Pingyang County (平阳县 (平陽縣, Píngyáng Xiàn), Wenzhounese:ben yi) is a county in the prefecture-level city of Wenzhou, located along the southern coast of Zhejiang province, China.
There are two main cities with many surrounding villages in Pingyang. The two main settlements are called Aojiang and Kunyang (Kunyang is commonly called Pingyang, however Pingyang is also the name of the county). Aojiang is located ten minutes outside of Kunyang. Various villages and areas also classified under Pingyang County extend for about a one-hour radius.

==Administrative divisions==
Towns:
- Kunyang (昆阳镇), Aojiang (鳌江镇), Shuitou (水头镇), Xiaojiang (萧江镇), Tengjiao (腾蛟镇), Wanquan (万全镇), Mabu (麻步镇), Shunxi (顺溪镇), Shanmen (山门镇), Nanyan (南雁镇)

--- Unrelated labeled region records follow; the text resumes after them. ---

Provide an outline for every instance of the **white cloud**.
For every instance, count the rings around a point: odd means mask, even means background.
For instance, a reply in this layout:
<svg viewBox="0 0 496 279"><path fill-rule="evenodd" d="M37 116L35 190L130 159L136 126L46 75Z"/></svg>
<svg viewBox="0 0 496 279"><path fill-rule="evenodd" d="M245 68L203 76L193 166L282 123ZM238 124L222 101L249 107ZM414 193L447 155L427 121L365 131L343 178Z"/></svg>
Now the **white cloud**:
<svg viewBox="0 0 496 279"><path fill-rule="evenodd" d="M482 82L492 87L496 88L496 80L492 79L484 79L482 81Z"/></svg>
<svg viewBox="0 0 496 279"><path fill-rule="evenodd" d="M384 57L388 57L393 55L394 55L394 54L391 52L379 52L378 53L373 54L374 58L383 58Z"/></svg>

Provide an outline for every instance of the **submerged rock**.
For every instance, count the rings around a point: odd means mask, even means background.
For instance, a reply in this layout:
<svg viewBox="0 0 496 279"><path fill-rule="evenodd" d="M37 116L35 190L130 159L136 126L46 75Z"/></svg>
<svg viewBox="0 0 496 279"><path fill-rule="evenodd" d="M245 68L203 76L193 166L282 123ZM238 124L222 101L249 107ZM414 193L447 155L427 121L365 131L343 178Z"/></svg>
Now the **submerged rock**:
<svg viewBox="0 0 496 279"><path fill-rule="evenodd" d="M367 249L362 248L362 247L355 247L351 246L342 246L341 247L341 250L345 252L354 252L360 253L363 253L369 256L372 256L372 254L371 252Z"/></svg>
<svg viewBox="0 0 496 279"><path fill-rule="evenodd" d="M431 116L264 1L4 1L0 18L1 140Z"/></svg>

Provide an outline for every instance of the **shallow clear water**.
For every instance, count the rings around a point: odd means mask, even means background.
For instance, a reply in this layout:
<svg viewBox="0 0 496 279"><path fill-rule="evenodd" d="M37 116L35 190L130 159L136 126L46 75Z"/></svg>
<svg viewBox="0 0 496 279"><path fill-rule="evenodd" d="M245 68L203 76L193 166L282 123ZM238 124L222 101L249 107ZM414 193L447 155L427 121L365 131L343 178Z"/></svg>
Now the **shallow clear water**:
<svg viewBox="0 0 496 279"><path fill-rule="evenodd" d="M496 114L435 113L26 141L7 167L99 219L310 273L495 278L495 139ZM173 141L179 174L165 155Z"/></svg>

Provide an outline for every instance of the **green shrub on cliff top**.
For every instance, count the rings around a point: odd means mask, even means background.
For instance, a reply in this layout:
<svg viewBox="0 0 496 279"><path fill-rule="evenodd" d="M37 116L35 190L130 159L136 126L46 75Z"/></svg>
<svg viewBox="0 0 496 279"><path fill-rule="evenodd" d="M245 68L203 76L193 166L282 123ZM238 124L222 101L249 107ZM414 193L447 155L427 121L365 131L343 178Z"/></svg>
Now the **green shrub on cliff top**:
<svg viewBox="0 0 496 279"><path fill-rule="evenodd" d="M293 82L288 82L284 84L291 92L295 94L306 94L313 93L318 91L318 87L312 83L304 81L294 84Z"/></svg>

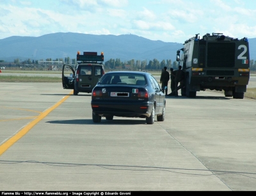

The only township is Qingjie She Ethnic Township (青街畲族乡).
Pingyang county also administrates the popular local tourist destination, Nanji Island (南麂岛).

==Climate==

Climate data for Pingyang, elevation 5 m (16 ft), (1991–2020 normals, extremes 1981–2010)
| Month | Jan | Feb | Mar | Apr | May | Jun | Jul | Aug | Sep | Oct | Nov | Dec | Year |
| Record high °C (°F) | 23.2 (73.8) | 27.5 (81.5) | 30.8 (87.4) | 32.7 (90.9) | 35.7 (96.3) | 38.5 (101.3) | 40.4 (104.7) | 37.5 (99.5) | 36.4 (97.5) | 32.6 (90.7) | 29.0 (84.2) | 25.3 (77.5) | 40.4 (104.7) |
| Mean daily maximum °C (°F) | 12.0 (53.6) | 13.1 (55.6) | 15.9 (60.6) | 21.0 (69.8) | 25.3 (77.5) | 28.7 (83.7) | 32.7 (90.9) | 32.0 (89.6) | 28.8 (83.8) | 24.8 (76.6) | 20.2 (68.4) | 15.1 (59.2) | 22.5 (72.4) |
| Daily mean °C (°F) | 8.1 (46.6) | 9.2 (48.6) | 11.9 (53.4) | 16.8 (62.2) | 21.4 (70.5) | 25.2 (77.4) | 28.7 (83.7) | 28.4 (83.1) | 25.2 (77.4) | 20.5 (68.9) | 15.8 (60.4) | 10.7 (51.3) | 18.5 (65.3) |
| Mean daily minimum °C (°F) | 5.2 (41.4) | 6.3 (43.3) | 9.1 (48.4) | 13.8 (56.8) | 18.5 (65.3) | 22.4 (72.3) | 25.4 (77.7) | 25.4 (77.7) | 22.2 (72.0) | 16.9 (62.4) | 12.3 (54.1) | 7.4 (45.3) | 15.4 (59.7) |
| Record low °C (°F) | −3.7 (25.3) | −2.7 (27.1) | −1.9 (28.6) | 4.3 (39.7) | 10.0 (50.0) | 13.4 (56.1) | 17.7 (63.9) | 20.2 (68.4) | 13.7 (56.7) | 6.0 (42.8) | 0.1 (32.2) | −4.1 (24.6) | −4.1 (24.6) |
| Average precipitation mm (inches) | 68.0 (2.68) | 86.9 (3.42) | 147.9 (5.82) | 140.1 (5.52) | 184.6 (7.27) | 268.3 (10.56) | 198.5 (7.81) | 272.8 (10.74) | 197.6 (7.78) | 85.8 (3.38) | 80.8 (3.18) | 60.4 (2.38) | 1,791.7 (70.54) |
| Average precipitation days (≥ 0.1 mm) | 13.7 | 14.0 | 18.4 | 16.9 | 17.1 | 17.7 | 12.9 | 15.6 | 13.1 | 8.5 | 10.1 | 11.0 | 169 |
| Average snowy days | 1.2 | 0.8 | 0.3 | 0 | 0 | 0 | 0 | 0 | 0 | 0 | 0 | 0.3 | 2.6 |
| Average relative humidity (%) | 78 | 80 | 81 | 81 | 83 | 85 | 80 | 81 | 81 | 78 | 78 | 76 | 80 |
| Mean monthly sunshine hours | 104.8 | 100.0 | 107.2 | 130.3 | 140.5 | 140.0 | 240.8 | 220.3 | 178.4 | 176.0 | 131.4 | 127.7 | 1,797.4 |
| Percentage possible sunshine | 32 | 31 | 29 | 34 | 34 | 34 | 57 | 55 | 49 | 50 | 41 | 40 | 41 |
Source: China Meteorological Administration

==Religious Persecution==
Pingyang made international headlines in March 2017 when local Christian pastor, Huang Yizi was jailed for a year for protesting at the enforced removal of a cross from Pingyang's Salvation church. 50 people were arrested during the protest.